Tels les gladiateurs nus et frottés d’huile, avant de commencer le combat, cherchent à découvrir leur avantage et le point par lequel ils commenceront l’attaque : telles les ombres, en tournant, tenaient sans cesse leurs yeux fixés sur moi, quoique le mouvement des pieds contrariât souvent cette attitude. L’une d’elles commença en ces termes : « Cette pluie de flammes et ce séjour ténébreux doivent nous vouer au mépris, et nous, et nos prières : qu’au moins le nom que nous avons laissé sur la terre te dispose à nous dire qui tu es, toi vivant, qui a obtenu de marcher ici d’un pas assuré.

Celui-ci, dont tu vois que je suis les traces, maintenant nu et dépouillé, eut un rang plus élevé que tu ne penses ; il fut le petit-fils de la vertueuse Gualdrada ; il s’appela Guido-Guerra, et, dans la vie, il se distingua par sa prudence et sa bravoure.

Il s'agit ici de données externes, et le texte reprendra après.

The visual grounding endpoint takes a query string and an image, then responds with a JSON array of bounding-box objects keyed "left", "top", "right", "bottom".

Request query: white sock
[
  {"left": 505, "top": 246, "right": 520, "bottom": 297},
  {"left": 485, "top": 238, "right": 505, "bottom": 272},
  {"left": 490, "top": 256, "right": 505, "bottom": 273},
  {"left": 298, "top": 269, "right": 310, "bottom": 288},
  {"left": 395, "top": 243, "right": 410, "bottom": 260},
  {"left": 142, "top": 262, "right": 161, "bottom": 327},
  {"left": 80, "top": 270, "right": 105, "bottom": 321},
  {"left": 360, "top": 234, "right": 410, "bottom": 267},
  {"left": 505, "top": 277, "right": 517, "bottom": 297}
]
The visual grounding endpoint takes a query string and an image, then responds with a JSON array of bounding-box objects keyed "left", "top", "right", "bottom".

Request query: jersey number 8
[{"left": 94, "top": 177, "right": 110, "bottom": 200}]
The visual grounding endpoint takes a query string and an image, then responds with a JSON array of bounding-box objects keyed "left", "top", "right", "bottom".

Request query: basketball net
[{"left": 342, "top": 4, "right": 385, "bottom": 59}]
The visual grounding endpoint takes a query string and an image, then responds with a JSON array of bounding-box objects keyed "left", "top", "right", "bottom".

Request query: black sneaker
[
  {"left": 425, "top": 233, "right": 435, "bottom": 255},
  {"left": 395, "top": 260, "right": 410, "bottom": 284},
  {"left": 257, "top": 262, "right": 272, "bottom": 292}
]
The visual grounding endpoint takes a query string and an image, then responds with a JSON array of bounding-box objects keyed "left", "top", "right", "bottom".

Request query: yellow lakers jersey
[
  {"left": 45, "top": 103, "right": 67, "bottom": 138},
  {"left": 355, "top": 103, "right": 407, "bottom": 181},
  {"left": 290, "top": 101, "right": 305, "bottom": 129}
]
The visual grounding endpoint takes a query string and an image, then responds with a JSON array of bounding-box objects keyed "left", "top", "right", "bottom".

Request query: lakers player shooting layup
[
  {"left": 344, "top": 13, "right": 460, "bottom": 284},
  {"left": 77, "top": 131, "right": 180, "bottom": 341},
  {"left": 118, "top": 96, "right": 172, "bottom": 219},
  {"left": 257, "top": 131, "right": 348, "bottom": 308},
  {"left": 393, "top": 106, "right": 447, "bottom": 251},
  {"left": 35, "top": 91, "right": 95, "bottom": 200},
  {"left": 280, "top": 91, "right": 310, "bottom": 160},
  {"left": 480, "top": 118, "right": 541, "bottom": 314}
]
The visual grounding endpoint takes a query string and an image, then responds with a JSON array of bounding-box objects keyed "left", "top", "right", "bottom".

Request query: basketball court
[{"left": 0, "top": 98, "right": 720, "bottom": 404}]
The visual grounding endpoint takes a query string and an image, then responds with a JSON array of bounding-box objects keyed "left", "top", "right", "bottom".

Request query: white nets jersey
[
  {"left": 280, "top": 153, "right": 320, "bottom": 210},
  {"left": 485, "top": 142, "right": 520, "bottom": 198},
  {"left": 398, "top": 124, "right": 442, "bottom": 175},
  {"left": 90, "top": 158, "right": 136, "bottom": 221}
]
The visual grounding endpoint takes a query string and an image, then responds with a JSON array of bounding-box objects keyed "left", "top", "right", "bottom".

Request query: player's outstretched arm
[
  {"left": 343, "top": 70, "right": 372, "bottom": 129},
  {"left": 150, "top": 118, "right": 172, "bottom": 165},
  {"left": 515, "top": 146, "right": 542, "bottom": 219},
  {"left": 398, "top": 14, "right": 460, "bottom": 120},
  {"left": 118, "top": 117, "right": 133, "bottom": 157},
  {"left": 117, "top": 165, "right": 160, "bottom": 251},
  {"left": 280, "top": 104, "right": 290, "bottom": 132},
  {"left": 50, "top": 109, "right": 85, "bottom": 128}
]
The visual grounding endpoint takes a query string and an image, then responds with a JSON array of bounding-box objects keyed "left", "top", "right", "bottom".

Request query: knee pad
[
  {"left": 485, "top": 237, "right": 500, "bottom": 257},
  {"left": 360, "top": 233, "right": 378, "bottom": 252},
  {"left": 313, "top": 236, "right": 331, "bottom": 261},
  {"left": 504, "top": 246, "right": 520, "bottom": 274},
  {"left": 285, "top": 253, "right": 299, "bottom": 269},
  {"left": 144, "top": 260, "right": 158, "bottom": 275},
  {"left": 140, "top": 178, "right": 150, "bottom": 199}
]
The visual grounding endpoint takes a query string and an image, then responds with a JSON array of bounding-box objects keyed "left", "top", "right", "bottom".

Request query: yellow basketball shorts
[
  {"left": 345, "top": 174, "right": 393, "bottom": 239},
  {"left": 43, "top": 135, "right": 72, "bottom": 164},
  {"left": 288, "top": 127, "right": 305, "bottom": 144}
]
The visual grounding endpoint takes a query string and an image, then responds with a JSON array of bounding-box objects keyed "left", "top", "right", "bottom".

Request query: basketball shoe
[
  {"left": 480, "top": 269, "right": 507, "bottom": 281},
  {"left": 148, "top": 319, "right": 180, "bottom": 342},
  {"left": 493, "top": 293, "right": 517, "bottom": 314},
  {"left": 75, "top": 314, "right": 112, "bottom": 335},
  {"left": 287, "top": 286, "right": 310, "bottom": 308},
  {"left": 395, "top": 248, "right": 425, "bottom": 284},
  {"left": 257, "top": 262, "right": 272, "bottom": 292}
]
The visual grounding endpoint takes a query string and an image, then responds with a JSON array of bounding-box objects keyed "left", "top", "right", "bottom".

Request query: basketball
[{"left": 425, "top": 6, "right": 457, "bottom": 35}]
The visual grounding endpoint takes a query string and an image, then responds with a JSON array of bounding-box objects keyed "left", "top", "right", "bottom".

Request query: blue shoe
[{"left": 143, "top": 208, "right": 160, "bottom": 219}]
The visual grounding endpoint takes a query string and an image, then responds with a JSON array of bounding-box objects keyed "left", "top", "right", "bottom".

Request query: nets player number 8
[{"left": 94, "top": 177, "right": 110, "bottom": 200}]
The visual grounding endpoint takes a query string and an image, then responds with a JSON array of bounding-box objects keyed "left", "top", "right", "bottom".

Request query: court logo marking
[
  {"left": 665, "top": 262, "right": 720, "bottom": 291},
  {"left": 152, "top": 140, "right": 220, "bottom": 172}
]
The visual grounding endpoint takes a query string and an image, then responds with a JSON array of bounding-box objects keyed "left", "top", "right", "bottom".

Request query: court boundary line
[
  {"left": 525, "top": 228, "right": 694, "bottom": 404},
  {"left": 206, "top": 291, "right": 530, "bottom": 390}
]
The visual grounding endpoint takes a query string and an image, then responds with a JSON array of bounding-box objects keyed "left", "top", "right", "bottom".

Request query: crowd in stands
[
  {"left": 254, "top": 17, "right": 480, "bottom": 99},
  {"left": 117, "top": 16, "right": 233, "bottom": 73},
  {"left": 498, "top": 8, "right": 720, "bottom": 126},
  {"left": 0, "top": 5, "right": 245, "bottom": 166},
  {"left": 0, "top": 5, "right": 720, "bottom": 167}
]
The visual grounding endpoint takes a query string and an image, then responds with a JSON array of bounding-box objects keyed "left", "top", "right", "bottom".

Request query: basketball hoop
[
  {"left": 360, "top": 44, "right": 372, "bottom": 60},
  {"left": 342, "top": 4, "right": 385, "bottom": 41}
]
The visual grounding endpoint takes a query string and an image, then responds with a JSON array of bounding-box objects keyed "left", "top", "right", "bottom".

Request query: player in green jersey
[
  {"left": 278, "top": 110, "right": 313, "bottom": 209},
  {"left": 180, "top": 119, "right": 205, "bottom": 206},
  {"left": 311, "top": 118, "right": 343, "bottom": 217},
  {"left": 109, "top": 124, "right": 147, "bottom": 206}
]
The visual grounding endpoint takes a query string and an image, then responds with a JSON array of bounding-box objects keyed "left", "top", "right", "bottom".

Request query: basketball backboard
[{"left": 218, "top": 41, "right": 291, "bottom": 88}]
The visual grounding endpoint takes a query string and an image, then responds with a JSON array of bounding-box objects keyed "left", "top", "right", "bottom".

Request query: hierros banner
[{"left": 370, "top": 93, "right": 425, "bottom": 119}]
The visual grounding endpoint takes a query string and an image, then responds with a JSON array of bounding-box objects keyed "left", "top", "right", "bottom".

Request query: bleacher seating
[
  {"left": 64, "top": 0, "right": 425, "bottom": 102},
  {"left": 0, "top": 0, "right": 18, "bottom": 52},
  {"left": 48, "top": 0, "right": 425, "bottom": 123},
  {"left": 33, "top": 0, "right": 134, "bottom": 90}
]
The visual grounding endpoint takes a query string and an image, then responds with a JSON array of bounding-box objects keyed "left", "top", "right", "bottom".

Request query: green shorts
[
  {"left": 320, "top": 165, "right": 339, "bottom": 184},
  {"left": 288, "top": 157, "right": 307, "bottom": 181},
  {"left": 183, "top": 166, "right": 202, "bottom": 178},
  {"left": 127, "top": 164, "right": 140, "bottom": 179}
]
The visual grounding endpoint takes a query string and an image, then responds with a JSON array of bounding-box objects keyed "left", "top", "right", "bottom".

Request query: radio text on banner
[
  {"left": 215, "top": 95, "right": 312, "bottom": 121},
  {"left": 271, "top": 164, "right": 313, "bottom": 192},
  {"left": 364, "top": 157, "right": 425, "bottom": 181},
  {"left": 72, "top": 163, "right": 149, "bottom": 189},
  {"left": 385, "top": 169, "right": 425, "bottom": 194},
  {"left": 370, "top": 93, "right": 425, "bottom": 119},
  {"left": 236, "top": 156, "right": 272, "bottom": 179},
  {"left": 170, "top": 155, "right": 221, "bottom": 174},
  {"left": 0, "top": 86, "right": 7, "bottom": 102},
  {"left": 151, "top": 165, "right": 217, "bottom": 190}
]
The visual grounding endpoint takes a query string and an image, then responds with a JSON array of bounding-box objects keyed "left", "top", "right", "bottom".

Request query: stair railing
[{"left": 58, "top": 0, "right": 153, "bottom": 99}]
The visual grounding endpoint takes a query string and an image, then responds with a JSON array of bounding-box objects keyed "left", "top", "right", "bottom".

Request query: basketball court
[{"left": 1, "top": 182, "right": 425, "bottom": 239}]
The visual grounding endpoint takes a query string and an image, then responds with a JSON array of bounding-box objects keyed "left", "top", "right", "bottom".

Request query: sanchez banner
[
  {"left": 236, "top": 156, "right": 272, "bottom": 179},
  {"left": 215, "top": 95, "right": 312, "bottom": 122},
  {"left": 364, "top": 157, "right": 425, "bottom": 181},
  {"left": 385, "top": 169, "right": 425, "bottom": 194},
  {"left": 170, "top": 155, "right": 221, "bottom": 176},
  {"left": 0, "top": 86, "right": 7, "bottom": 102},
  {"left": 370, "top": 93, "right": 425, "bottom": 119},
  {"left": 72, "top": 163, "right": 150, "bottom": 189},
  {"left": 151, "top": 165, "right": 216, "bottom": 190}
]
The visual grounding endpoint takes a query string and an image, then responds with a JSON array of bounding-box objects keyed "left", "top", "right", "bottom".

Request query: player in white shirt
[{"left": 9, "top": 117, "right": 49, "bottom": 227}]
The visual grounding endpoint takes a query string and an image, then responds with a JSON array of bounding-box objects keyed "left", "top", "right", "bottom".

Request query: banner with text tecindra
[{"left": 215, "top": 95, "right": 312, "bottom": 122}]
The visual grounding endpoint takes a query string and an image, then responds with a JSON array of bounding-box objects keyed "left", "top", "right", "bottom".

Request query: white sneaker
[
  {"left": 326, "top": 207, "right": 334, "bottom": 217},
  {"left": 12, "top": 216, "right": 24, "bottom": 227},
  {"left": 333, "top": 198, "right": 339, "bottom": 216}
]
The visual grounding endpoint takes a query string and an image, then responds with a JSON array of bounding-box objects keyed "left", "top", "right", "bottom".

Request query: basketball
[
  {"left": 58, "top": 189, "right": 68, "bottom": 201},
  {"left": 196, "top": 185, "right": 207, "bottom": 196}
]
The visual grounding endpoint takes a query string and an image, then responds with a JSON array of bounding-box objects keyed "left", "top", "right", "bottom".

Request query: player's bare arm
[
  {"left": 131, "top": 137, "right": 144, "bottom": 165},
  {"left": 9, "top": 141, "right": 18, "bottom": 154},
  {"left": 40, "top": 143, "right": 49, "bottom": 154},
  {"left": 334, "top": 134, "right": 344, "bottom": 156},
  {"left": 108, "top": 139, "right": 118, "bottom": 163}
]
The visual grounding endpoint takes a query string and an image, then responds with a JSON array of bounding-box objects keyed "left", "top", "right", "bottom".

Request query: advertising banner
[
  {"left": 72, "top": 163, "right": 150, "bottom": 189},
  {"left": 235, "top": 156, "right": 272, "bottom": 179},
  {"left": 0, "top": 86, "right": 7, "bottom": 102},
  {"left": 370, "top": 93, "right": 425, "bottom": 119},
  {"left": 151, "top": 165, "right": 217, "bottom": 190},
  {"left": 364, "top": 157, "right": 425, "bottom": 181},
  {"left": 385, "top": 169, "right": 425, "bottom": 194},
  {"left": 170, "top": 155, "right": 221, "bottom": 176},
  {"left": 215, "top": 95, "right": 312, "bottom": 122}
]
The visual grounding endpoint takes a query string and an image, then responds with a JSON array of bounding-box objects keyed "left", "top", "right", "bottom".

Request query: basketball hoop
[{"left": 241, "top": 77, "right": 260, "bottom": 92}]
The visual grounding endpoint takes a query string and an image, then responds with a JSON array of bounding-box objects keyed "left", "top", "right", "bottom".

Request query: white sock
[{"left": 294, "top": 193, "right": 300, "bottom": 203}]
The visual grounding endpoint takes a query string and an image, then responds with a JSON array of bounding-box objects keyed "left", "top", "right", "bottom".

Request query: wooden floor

Cet autre, qui foule après moi ce sable enflammé, est Tegghiajo Aldobrandi, dont, là-haut, on devrait suivre les sages avis. Et moi qui partage leurs tourments, je fus Jacques Rusticucci : ma cruelle épouse fut la première cause de mes crimes. » Si je n’avais redouté les atteintes du feu, je me serais jeté dans le fleuve, auprès de ces ombres gémissantes, et je crois que mon guide l’eût permis ; mais la crainte de la flamme vengeresse désarma mon courage, et m’empêcha de m’abandonner au désir que j’éprouvais de les serrer dans mes bras. Je parlai ainsi : « Aussitôt que mon maître m’eut dit qu’il venait à nous des ombres telles que vous, votre sort malheureux excita en moi de la compassion, et non du mépris ; longtemps vos souffrances seront gravées dans ma mémoire : la même terre nous a vus naître ; j’ai toujours entendu parler de vous avec affection, et j’ai porté dans mon cœur vos nobles exemples et vos noms honorables. Je traverse ce lieu d’amertume, et je vais au jardin de la béatitude, cueillir les doux fruits qui me sont promis par mon guide sincère ; mais auparavant il faut que je visite le dernier réduit de cet empire. »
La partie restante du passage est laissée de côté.